Marissa Alexander art piece by Molly Crabapple

I have previously written a post about black women and girls whose stories have largely been erased out of the mainstream media circuit where stories featuring black boys and men like Trayvon Martin and Jordan Davis seem to be privileged. While I am grateful that Martin and Davis’ stories are told and people rally behind them, black women are routinely excluded and dismissed as people who are worth organizing activist efforts for.

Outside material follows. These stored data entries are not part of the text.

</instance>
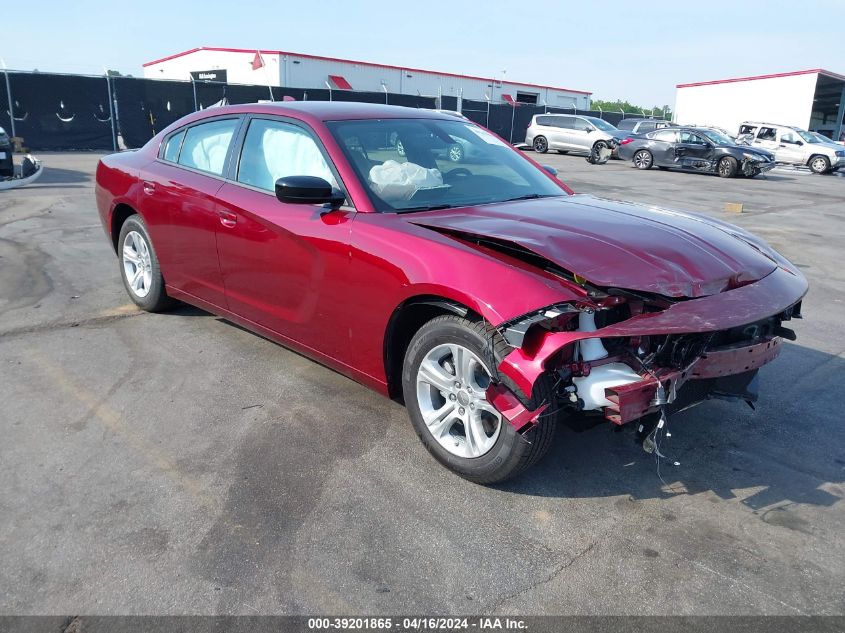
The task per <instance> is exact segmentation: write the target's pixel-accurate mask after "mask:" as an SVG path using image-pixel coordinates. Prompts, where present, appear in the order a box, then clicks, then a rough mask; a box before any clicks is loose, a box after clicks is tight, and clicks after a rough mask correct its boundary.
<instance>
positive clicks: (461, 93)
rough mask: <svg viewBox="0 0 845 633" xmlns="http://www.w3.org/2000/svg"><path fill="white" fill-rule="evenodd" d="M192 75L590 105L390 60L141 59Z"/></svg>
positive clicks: (541, 85)
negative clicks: (410, 66) (359, 60)
mask: <svg viewBox="0 0 845 633" xmlns="http://www.w3.org/2000/svg"><path fill="white" fill-rule="evenodd" d="M192 76H193V78H194V79H205V80H218V81H228V82H229V83H239V84H259V85H272V86H284V87H289V88H306V89H315V88H318V89H326V88H328V87H330V88H331V89H332V90H362V91H369V92H383V91H384V92H391V93H398V94H408V95H422V96H427V97H436V96H437V95H438V94H442V95H444V96H453V97H457V96H462V97H463V98H464V99H475V100H479V101H483V100H485V99H486V98H489V99H491V100H492V101H493V102H496V101H511V100H512V101H519V102H523V103H537V104H540V105H548V106H550V107H563V108H567V107H572V106H573V105H574V106H575V107H576V108H577V109H578V110H589V108H590V97H591V95H592V93H591V92H587V91H585V90H572V89H569V88H558V87H555V86H544V85H539V84H531V83H520V82H515V81H510V80H502V79H501V78H498V79H497V78H488V77H473V76H470V75H459V74H455V73H448V72H435V71H431V70H421V69H419V68H406V67H402V66H392V65H389V64H374V63H370V62H359V61H354V60H350V59H336V58H333V57H321V56H319V55H305V54H302V53H291V52H287V51H267V50H262V51H256V50H247V49H237V48H214V47H205V46H204V47H200V48H194V49H191V50H189V51H183V52H181V53H176V54H175V55H170V56H168V57H164V58H162V59H157V60H155V61H151V62H147V63H146V64H144V77H148V78H153V79H183V80H188V79H191V78H192Z"/></svg>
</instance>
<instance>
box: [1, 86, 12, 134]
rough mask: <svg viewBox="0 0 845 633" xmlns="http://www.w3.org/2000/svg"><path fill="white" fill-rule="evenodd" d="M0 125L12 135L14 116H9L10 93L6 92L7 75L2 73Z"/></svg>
mask: <svg viewBox="0 0 845 633" xmlns="http://www.w3.org/2000/svg"><path fill="white" fill-rule="evenodd" d="M0 127H2V128H3V129H4V130H6V134H8V135H9V136H11V135H12V118H11V117H10V116H9V93H8V92H6V76H5V74H3V75H0Z"/></svg>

According to the Marissa Alexander Freedom Fundraising website [which you should all contribute to if you have the means to do so]:

Marissa Alexander is an African American mother of three and survivor of domestic violence from Jacksonville, FL.  In 2010, she fired a single warning shot upwards into a wall to defend herself from a life-threatening beating from her estranged husband. Despite the fact that Marissa caused no injuries and has no previous criminal record, and despite the fact that Florida’s self-defense law includes the right to “Stand Your Ground,” she was subsequently arrested, prosecuted, and sentenced to 20 years in prison.  In September 2013, Marissa Alexander won her appeal, her guilty verdict was overturned, and she secured the right to a new trial which is scheduled for July 28, 2014.  She is currently under house arrest, but Prosecutor Angela Corey announced that she’s pursuing a tripled sentence of 60 years in prison if Marissa is found guilty in her upcoming trial. 

The “Stand Your Ground” law came under intense scrutiny after the slaying of Florida teen Trayvon Martin. His killer, George Zimmerman, claimed to stand his ground even though he followed and stalked Trayvon through his neighborhood. For some reason though, Alexander faces the risk of being punished even though she never harmed anyone and was experiencing a beating.

To help raise funds for Alexander’s legal defense, Prison Culture is releasing 150 copies of “No Selves to Defend: A Legacy of Criminalizing Women of Color for Self Defense.” According to Colorlines, “The book will feature the Alexander’s incarceration story along with those of Lena Baker, Inez Garcia, Rosa Lee Ingram, Joan Little, Cece McDonald, the New Jersey 4, Cassandra Peten, Bernadette Powell, Juanita Thomas, Yvonne Wanrow and Dessie Woods.”

The book will be available to purchase in early June for $50 at the Free Marissa online store. It’s important that we support women of color who end up suffering from the prison industrial complex because they defended themselves. We have to help protect our women and girls since the justice system is incapable of doing that.